Our clinical results support our rationale. Performing routinely a craniectomy after the fifth patient who deceased, led to a zero mortality in the subsequent patients and a good outcome each time. We have to admit, however, that we cannot provide evidence which of our measures is ultimately responsible for the success. We fully agree with the judgment that previous statements that the anterior third of the superior sagittal sinus can be safely transected without risking serious complications can no longer be supported [11]. Consequently, we did not ligate the sinus in any of our patients. Whether it is now leaving a tumour remnant or the mere effect of craniectomy that translates into good results cannot be decided reliably at this point in time owing to the small number of patients treated this way. In fact, performing a craniectomy, we recently removed a giant OGM completely in the course of the first operation. The patient recovered well and dural reconstruction and reinsertion of the bone flap will follow in a few days. This, however, is also a two-step staged resection of an OGM to our point of view.

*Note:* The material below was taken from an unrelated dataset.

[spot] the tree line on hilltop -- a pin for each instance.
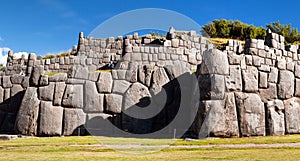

One must not ignore the fact, though, that the first operation remains to be major surgery each time. Accordingly, the rate of surgery-related complications encountered in our patients (26.4%) is comparable to the reported frequency in the pertaining literature ranging from 20% up to 36.8% [2, 4, 5, 7, 11, 12, 15]. In addition, since just our method to achieve complete resection of the tumours is different the recurrence rate is similar to other series, too.

Limitations

The limitation of this study is the relative small number of patients. The rarity of giant OMGs, however, might counteract this disadvantage.

Conclusion

Our results suggest that a two-step staged resection of giant OGMs with partial resection and craniectomy as first step and complete tumour removal with dural and bony reconstruction thereafter minimizes the increase of postoperative brain oedema as far as possible and translates into lower morbidity and mortality.